Thursday 8 December 2016

The Rosa shirt - first day style

I started my new job this week. It was pretty strange (and nerve racking) to be the new girl again after more than 9 years at the old place. I find that it always helps to have something new to wear on the first day!  I actually finished this project a few weeks ago but have been saving it to wear for the new job. 

I bought the Rosa shirt and shirt-dress pattern from the Tilly and the Buttons stand at the Handmade Fair, only a few days after it was released. I was excited about making this as I've never made a shirt before and there were a number of new techniques. The styling is very 70s which is an era I love. I also bought some gorgeous 'raindrop' fabric by Cotton and Steel from Maud's Fabric Finds on the same day. I was torn between grey/blue and grey/hot pink. I went for the hot pink in the end and bought some matching hot pink buttons from John Lewis to match. I was a bit nervous about all the topstitching in this project so decided to just use a coordinating grey thread in case I made any mistakes. I think this was a good choice in retrospect as additional pink stitching may have looked too much with the pattern on the fabric. 

The first thing that struck me was how many pattern pieces there were in this project. It too forever to trave off and cut out. I also managed to get one of the collar pieces wrong when cutting out so had to re-do this. The shirt uses princess seams with a mock-felled seam finish. Both of these are new techniques to me, but Tilly's instructions were fabulous as usual and I managed to get the hang of both pretty quickly. The topstitching was ok in the end, I just took my time and managed to finish it neatly.  I also took my time with the collar and am over the moon with how it turned out - I've struggled to get nest collars on other projects and this success was definitely down to the clear instructions. 

The sleeves are turned up, with a button tab to hold them in place. I tried this, but didn't like the look of the wrong side of the fabric showing. I used the fold up technique from the Poppy playsuit by Sew Over It to give the impression of turned up sleeves, but showing the right side of the fabric. The only mistake I made was the positioning of the top button. I was annoyed with myself about this, but it isn't that obvious when on, so not too bad.  I didn't have to make any adjustments to the do at all. I'll be making a dress version very soon!

Here I am wearing it on my first morning:

 

Sunday 4 December 2016

Heather - the cosiest winter dress ever?

I love wearing jeans, but sometimes it's nice to pull on a casual dress and tights.
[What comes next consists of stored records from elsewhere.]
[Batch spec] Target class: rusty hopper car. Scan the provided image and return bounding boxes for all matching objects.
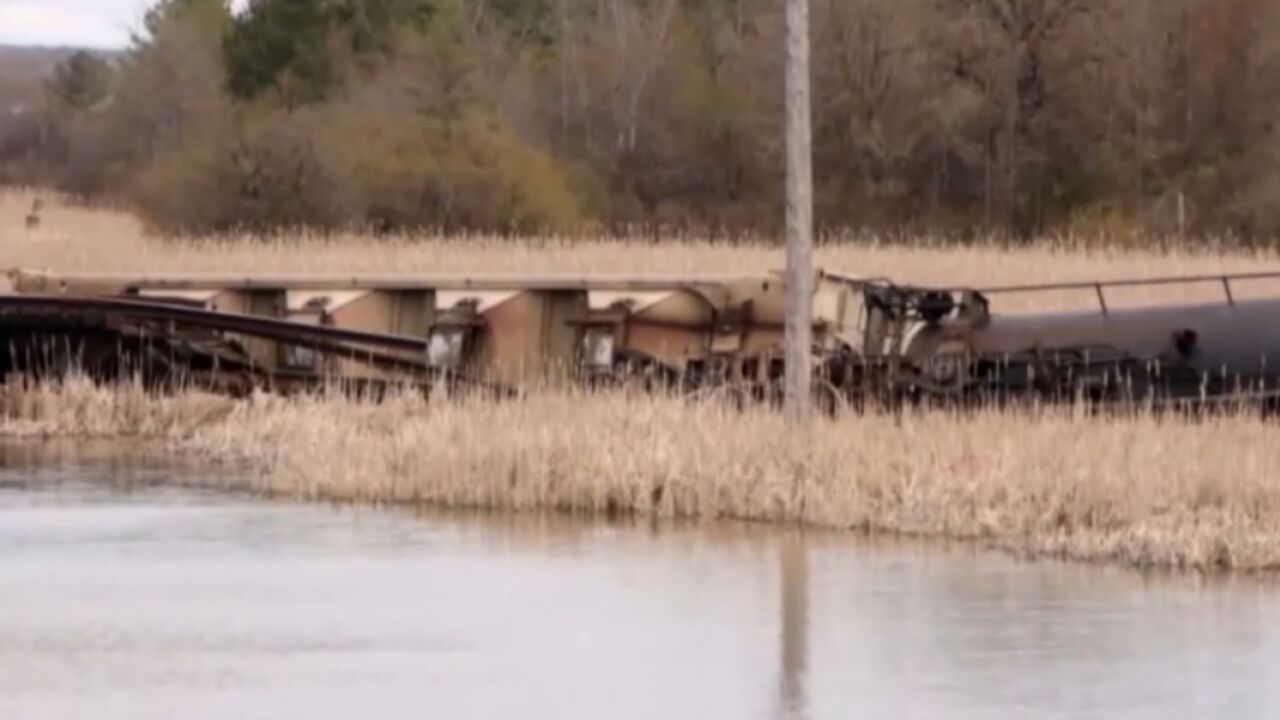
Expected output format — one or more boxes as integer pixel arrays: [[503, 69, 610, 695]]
[[0, 270, 1280, 409]]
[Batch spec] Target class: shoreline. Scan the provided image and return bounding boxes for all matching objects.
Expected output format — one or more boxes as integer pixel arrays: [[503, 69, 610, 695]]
[[0, 379, 1280, 573]]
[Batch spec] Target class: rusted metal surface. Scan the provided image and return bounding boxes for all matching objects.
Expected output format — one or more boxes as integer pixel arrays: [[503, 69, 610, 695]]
[[0, 265, 1280, 407]]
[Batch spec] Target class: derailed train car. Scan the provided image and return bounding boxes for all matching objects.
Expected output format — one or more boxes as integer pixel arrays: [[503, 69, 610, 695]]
[[0, 265, 1280, 409]]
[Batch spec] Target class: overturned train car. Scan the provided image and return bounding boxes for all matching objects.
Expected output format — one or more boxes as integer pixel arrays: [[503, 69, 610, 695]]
[[0, 270, 1280, 410]]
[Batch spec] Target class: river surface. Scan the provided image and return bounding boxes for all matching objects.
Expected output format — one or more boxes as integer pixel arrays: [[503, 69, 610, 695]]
[[0, 446, 1280, 720]]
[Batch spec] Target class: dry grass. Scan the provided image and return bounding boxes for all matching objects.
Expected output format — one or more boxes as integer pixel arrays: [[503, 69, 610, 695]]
[[0, 192, 1280, 310], [0, 382, 1280, 570], [0, 195, 1280, 570]]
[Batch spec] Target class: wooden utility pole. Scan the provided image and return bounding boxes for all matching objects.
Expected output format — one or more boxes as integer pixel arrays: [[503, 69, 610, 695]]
[[783, 0, 813, 421]]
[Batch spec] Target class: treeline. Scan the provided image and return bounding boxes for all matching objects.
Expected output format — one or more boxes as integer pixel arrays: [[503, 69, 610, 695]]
[[0, 0, 1280, 238]]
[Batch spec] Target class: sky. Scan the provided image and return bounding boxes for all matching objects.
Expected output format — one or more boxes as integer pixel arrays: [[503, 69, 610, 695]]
[[0, 0, 243, 47]]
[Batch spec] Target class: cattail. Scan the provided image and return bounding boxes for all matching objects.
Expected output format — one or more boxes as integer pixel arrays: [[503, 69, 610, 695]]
[[27, 197, 45, 229]]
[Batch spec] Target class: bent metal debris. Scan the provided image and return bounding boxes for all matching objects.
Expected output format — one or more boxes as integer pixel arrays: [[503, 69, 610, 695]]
[[0, 265, 1280, 410]]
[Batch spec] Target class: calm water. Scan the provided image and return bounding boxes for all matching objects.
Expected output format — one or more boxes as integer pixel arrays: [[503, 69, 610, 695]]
[[0, 447, 1280, 720]]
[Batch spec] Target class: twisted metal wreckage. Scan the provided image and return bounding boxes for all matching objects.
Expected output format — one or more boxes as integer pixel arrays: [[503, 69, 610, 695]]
[[0, 270, 1280, 409]]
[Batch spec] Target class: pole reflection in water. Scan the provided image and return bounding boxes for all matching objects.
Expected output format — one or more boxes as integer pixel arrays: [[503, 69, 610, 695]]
[[778, 532, 809, 720]]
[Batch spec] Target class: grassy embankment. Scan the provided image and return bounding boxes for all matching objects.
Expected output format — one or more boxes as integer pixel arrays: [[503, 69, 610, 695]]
[[0, 188, 1280, 570]]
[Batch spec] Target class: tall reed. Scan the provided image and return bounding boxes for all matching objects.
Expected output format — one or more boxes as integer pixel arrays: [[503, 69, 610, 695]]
[[0, 380, 1280, 570]]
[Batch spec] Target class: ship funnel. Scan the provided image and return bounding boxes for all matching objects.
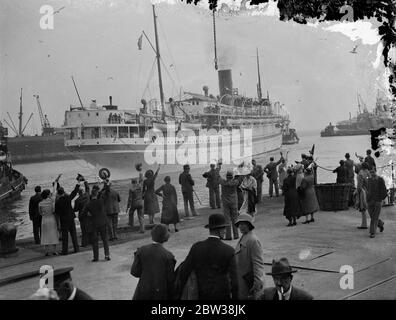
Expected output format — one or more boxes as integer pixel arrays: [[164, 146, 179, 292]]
[[202, 86, 209, 97], [218, 69, 232, 97]]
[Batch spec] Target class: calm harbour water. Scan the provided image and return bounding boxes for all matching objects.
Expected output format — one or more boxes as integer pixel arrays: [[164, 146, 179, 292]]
[[0, 132, 390, 239]]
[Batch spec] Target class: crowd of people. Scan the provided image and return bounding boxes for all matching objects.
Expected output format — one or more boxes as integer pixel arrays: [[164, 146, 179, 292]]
[[29, 150, 387, 300]]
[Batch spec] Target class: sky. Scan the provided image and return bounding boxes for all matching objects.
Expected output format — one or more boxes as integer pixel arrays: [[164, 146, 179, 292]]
[[0, 0, 385, 134]]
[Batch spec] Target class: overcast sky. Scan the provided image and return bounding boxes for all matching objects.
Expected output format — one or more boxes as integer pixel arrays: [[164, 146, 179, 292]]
[[0, 0, 384, 133]]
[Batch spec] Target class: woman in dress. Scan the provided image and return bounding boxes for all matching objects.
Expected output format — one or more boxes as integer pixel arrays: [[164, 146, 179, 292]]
[[155, 176, 179, 232], [354, 162, 370, 229], [282, 168, 301, 227], [39, 184, 59, 256], [299, 167, 319, 224], [143, 165, 160, 224], [278, 151, 289, 194], [240, 171, 257, 217]]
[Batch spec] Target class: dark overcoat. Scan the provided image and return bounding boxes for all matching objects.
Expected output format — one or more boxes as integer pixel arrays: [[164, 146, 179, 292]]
[[282, 175, 301, 219], [131, 243, 176, 300], [180, 237, 238, 300]]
Somehow it feels a bit more dressed up, but for very little effort - win. When I saw the new Heather Dress pattern from Sew Over It, it fitted the bill perfectly. 

This is a PDF only pattern, which is really annoying. As I've said before, I would happily pay a couple of extra pounds so that I don't have to spend an entire afternoon cutting the pattern out and sticking together with sellotape. However, I understand why the indie pattern houses release patterns like this and it does at least mean you get the pattern straight after buying it. 

For my first attempt at the Heather Dress, I used an organic cotton interlock knit bought from Maud's fabric finds at the Handmade Fair. It is much more sturdy than a lot of knit fabrics and was lovely to see with. The best thing about sewing with stretch fabrics is being able to sew most of it on the overlocker which saves a huge amount of time. I was feeling lazy/ impatient when I made this and used a zig zag stitch rather than a twin stretch needle for the hems and to finish the neckline because I couldn't be bothered to sew up my machine for the twin needle. I think it looks fine, although the extra effort would probably have given a more professional finish. I went for the size 10 as usual in Sew Over It patterns and while it fitted fine around the shoulders and arms, it was too big in the body. I haven't altered it yet, but will take a couple of cms off the sides. 

In this picture I am gathering the dress together at the back with my hand, so it looks like it fits better than it actually does:

 

I also bought some striped French Terry from the Sew Over It website to make another Heather Dress. I spent ages trying to pattern match the stripes on the side panels with the front and back panels and failed miserably. I think I can just about get away with it, so I'm still planning to wear this out and about. My Mum has just made a version of this dress in striped fabric as well and she made the stripes on the side panels vertical, thus eliminating the challenge of pattern matching- wish I'd thought of that! I learnt my lesson on the fit and took a much bigger seam allowance down the sides and am happier with the fit. It is more fitted without being too tight, and fabric is so warm and comfortable, I'll be wearing this loads:

 
 

I've now received my Coverpro machine (although not had time to play with it yet) - this should make it even easier to sew projects like this.